"Legalização do aborto na Argentina impactará o Brasil", diz Debora Diniz
O projeto de lei para tornar o aborto um procedimento legal na Argentina está sendo votado nesta quinta-feira (10) pela Câmara de Deputados. O PL foi apresentada pelo presidente Alberto Fernández em novembro de 2020, após uma série de protestos feministas tomarem contas das ruas do país.
De acordo com o jornal argentino Clarín, ainda não é certo que o projeto será aprovado nesta quinta. Para que o PL avance ao Senado, é preciso que 129 deputados aprovem a medida.

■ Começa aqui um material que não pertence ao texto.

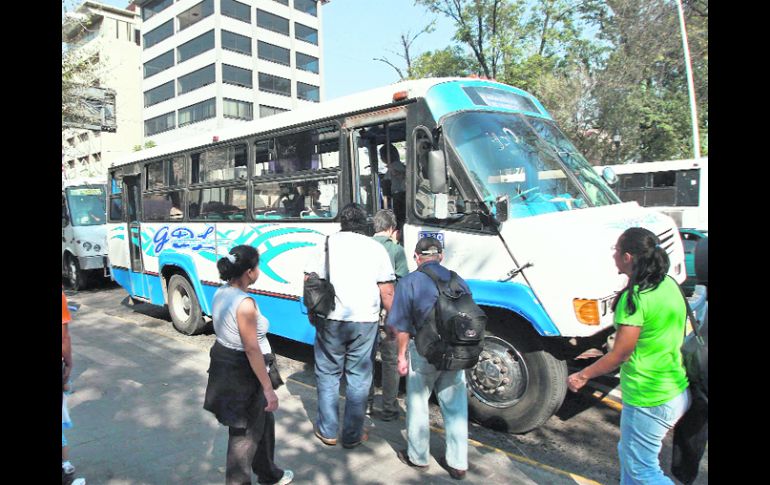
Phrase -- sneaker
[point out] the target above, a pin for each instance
(404, 457)
(287, 477)
(324, 440)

Segundo apuração prévia, 123 políticos devem votar a favor, 109 contra e 24 seguem indefinidos.
Esta não é a primeira vez que uma lei para descriminalizar o procedimento na Argentina é apresentada. Em 2018 um PL pela legalização do aborto foi barrada no Senado, local que permanece sendo um grande desafio para o governo aprovar a medida.

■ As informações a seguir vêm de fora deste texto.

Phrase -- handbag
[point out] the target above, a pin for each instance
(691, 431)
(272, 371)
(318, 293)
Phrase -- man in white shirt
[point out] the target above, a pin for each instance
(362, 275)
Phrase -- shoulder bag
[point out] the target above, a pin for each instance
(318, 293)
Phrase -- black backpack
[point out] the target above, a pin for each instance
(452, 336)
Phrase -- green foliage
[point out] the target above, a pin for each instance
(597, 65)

O que há de diferente entre o Brasil e a Argentina
Enquanto a luta pela descriminalização do aborto avança na Argentina, no Brasil o cenário é diferente. Para Carla Gisele Batista, pesquisadora e mestra em estudos sobre mulheres, gênero e feminismo pela UFBA (Universidade Federal da Bahia), dois motivos explicam essa divergência entre países culturamente tão parecidos.
O primeiro deles é a mobilização popular. "A Argentina teve grandes atos do movimento feminista em prol da legalização do aborto, e essas manifestações também receberam apoio de toda a sociedade. Esses protestos vêm acontecendo há algum tempo já, mas foram interrompidos pela pandemia - ainda assim o movimento continuou atuando dentro do que era possível", explica a pesquisadora.

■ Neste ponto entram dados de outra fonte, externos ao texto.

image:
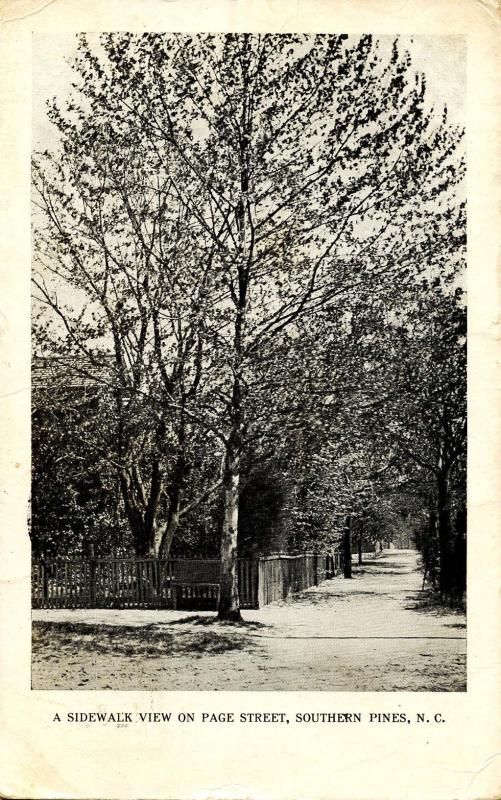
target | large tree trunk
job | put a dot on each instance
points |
(229, 601)
(347, 549)
(444, 532)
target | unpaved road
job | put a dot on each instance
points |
(370, 633)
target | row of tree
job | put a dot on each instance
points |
(247, 251)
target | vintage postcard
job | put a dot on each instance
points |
(250, 415)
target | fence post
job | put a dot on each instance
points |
(260, 583)
(92, 578)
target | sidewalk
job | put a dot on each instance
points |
(364, 634)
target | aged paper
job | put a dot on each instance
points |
(456, 754)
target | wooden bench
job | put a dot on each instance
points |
(177, 587)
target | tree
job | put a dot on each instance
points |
(125, 281)
(309, 169)
(425, 416)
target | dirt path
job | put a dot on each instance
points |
(366, 634)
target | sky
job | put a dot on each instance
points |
(441, 58)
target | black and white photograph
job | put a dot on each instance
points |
(248, 339)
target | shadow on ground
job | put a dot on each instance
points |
(381, 568)
(425, 602)
(122, 640)
(319, 598)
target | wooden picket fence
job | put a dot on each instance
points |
(171, 583)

Outra diferença apontada por Carla entre os cenários do Brasil e da Argentina é o governo. "Lá, você tem uma presidência comprometida com essa legalização. Alberto Fernández declarou seu apoio à causa já nas eleições, e quando assumiu a presidência reafirmou o compromisso, apresentou o PL à câmara. No Congresso brasileiro, não existe nenhuma possibilidade de diálogo sobre o tema. É um governo completamente contrário aos direitos reprodutivos da mulher", pontua.
Debora Diniz, antropóloga referência na discussão de equidade de gênero, também vê cenários distintos entre o Brasil e a Argentina e acredita que o movimento que ficou conhecido como "Onda Verde" foi de grande importância para o retorno da pauta da legalização do aborto à política argentina.
"A Argentina tem um histórico de PLs de legalização do aborto que chegaram ao Congresso Nacional, este projeto de lei que foi apresentado pelo presidente Fernández veio depois de um projeto que quase avançou em 2018, mas perdeu por poucos votos no Senado. O processo da Argentina está conectado ao que chamamos de "Movimento da Onda Verde", aquele em que milhares de mulheres tomaram as ruas de Buenos Aires usando bandanas verdes", contextualiza Debora.
A antropóloga lembra também de outro projeto de lei apresentado pelo presidente Fernández junto ao PL do aborto.
"Quando eleito, Fernández cumpriu a promessa de campanha e apresentou o PL que defende descriminalização do aborto, defendendo que o assunto não é matéria de política criminal e sim de saúde pública. Além disso, ele também apresentou uma lei para a proteção dos 1000 primeiros dias de vida do recém-nascido - assim, ele mostrou que é possível defender a legalização do aborto e se preocupar com crianças".
O que esse avanço da Argentina significa para o Brasil
Para Debora Diniz, ainda que os cenários sejam diferentes, o projeto da legalização do aborto na Argentina deve se refletir no Brasil.
"Esse avanço tem um significado especial para nós. Não só pela proximidade política e cultural dos dois países, mas o que representa este tema tomar conta do debate público argentino, a ideia de dívida de cidadania às mulheres. Me parece que há uma compreensão não só política, mas jurídica, que afetará o processo brasileiro".
Se aprovado nesta quinta-feira, o PL segue para o Senado Argentino, aonde a maioria é conservadora, e a situação é ainda mais complicada. Dos 72 políticos, 36 devem se posicionar contra o projeto e 34 a favor. Os votos que sobraram são de duas senadoras que já se abstiveram em 2018.
Debora e Carla, porém, estão otimistas quanto à aprovação da lei. "As expectativas de todos são as de que o projeto avance, não só pelo trabalho do governo a favor dessa aprovação, mas também porque agora está parecendo uma prorrogação do que aconteceu em 2018", diz Debora.